Vector-borne parasitic disease transmitted by sandflies. Three main forms: cutaneous (skin sores), mucocutaneous (destroys mucous membranes), and visceral (kala-azar — affects internal organs, fatal if untreated).
Symptoms | Frequency | Severity | Onset |
|---|---|---|---|
| Fatigue | 85% | Mild | Early |
| Fever | 95% | Moderate | Early |
| Nasal congestion | 90% | Moderate | Early |
| Loss of appetite | 70% | Mild | Early |
| Malaise | 80% | Mild | Early |
| Swollen lymph nodes | 30% | Mild | Early |
| Edema | 20% | Mild | Early |
| Skin ulcer | 85% | Moderate | Peak |
| Splenomegaly | 95% | Severe | Peak |
| Hepatomegaly | 80% | Moderate | Peak |
| Weight loss | 90% | Moderate | Peak |
| Dysphagia | 30% | Moderate | Peak |
| Hemorrhage | 60% | Moderate | Peak |
| Night sweats | 40% | Mild | Peak |
| Cough | 15% | Mild | Peak |
| Diarrhea | 20% | Mild | Peak |
| Itching | 15% | Mild | Peak |
| Petechiae | 25% | Moderate | Peak |
| Hypotension | 5% | Moderate | Late |
| Jaundice | 10% | Moderate | Late |
Leishmaniasis is a vector-borne parasitic disease caused by protozoa of the genus Leishmania, transmitted through the bites of infected female phlebotomine sandflies (genera Phlebotomus in the Old World and Lutzomyia in the New World). Over 20 Leishmania species are pathogenic to humans.
The disease manifests in three principal clinical forms: visceral leishmaniasis (VL, also known as kala-azar), cutaneous leishmaniasis (CL), and mucocutaneous leishmaniasis (MCL). Visceral leishmaniasis is the most severe form and is almost always fatal if left untreated. Cutaneous leishmaniasis is the most common form globally, while mucocutaneous disease, primarily caused by L. braziliensis, leads to progressive destruction of the nasal and oropharyngeal mucosa.

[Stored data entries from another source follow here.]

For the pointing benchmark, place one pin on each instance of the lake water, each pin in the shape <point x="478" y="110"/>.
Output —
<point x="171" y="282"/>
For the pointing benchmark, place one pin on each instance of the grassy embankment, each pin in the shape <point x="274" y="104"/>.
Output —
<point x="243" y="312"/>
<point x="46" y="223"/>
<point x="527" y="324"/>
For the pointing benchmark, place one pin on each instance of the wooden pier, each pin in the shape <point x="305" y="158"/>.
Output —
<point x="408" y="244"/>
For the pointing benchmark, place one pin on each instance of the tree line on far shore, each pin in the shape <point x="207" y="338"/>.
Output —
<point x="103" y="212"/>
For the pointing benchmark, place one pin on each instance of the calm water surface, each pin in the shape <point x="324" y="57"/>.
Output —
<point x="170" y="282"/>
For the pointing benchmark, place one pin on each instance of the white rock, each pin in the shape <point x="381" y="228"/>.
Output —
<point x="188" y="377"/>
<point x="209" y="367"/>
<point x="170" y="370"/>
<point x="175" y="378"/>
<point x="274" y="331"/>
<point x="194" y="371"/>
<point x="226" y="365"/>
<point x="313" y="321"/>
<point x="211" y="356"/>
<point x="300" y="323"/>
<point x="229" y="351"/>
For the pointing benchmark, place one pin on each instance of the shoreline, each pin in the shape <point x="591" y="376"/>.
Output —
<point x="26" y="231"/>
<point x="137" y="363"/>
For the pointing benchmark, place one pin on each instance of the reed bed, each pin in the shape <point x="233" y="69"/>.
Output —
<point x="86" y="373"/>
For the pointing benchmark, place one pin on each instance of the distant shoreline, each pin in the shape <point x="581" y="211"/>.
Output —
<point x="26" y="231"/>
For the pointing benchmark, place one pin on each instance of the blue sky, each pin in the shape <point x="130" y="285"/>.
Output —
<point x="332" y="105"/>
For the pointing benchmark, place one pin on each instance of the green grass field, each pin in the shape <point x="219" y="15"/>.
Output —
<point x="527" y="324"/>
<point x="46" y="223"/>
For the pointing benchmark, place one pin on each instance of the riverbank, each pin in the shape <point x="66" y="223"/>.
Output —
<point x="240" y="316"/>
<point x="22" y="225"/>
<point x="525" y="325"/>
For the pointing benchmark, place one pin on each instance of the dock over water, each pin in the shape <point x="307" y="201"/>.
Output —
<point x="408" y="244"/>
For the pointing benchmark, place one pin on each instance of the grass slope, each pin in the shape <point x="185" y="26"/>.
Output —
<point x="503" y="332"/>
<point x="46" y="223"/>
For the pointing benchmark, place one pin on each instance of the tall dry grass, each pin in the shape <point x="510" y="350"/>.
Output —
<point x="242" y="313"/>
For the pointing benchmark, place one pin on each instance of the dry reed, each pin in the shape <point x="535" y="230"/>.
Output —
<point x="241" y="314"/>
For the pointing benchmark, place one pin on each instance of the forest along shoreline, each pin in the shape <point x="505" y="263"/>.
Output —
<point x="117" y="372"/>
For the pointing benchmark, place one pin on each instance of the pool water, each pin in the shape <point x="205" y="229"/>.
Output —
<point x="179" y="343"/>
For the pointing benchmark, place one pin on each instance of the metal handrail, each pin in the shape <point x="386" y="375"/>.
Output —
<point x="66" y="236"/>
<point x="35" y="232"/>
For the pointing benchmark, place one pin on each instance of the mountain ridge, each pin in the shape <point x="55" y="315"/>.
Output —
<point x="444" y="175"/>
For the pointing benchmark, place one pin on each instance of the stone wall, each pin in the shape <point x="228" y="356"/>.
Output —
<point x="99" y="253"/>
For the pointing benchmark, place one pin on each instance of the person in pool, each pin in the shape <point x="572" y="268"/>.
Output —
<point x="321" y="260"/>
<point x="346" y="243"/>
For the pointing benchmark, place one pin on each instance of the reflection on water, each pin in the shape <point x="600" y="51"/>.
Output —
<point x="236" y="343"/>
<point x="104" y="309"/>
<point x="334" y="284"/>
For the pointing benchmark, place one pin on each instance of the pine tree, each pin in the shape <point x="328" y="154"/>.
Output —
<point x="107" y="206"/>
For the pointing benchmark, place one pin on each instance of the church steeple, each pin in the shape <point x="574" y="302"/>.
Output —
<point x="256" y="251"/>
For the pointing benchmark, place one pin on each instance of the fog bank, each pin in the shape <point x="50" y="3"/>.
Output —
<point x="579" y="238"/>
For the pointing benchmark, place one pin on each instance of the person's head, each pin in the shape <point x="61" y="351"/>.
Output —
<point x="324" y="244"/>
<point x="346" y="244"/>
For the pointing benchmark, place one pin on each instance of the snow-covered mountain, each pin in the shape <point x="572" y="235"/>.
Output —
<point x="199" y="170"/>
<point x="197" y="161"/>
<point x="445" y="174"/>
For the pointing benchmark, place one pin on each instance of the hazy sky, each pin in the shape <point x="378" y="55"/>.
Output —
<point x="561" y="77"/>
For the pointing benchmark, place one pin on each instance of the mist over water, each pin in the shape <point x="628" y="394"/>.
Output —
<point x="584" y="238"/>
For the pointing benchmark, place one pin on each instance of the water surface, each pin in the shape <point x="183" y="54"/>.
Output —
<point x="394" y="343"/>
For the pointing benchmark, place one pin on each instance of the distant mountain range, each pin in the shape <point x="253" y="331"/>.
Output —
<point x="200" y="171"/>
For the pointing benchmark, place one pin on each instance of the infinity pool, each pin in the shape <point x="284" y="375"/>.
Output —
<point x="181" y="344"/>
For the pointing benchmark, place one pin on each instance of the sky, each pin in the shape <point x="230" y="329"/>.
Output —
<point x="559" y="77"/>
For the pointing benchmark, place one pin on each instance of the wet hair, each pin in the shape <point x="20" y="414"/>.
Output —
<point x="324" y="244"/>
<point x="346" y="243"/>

An estimated 700,000 to 1 million new cases occur annually across 98 endemic countries, with 26,000 to 65,000 deaths per year. The disease disproportionately affects the poorest populations, and malnutrition, displacement, poor housing, and immunosuppression (particularly HIV co-infection) are major risk factors. Leishmaniasis is classified by the WHO as one of the neglected tropical diseases (NTDs) prioritized for control and elimination.
Leishmaniasis encompasses a spectrum of diseases caused by obligate intracellular protozoan parasites of the genus Leishmania. The parasites are transmitted to humans by the bite of infected female sandflies, which are small (2–3 mm) nocturnal insects that breed in organic-rich soil, rubble, and animal burrows.
Key facts:
Causative agents: Over 20 Leishmania species, including L. donovani, L. infantum, L. major, L. tropica, L. braziliensis, and L. mexicana
Vector: Phlebotomine sandflies (~70 of 800+ species are proven vectors)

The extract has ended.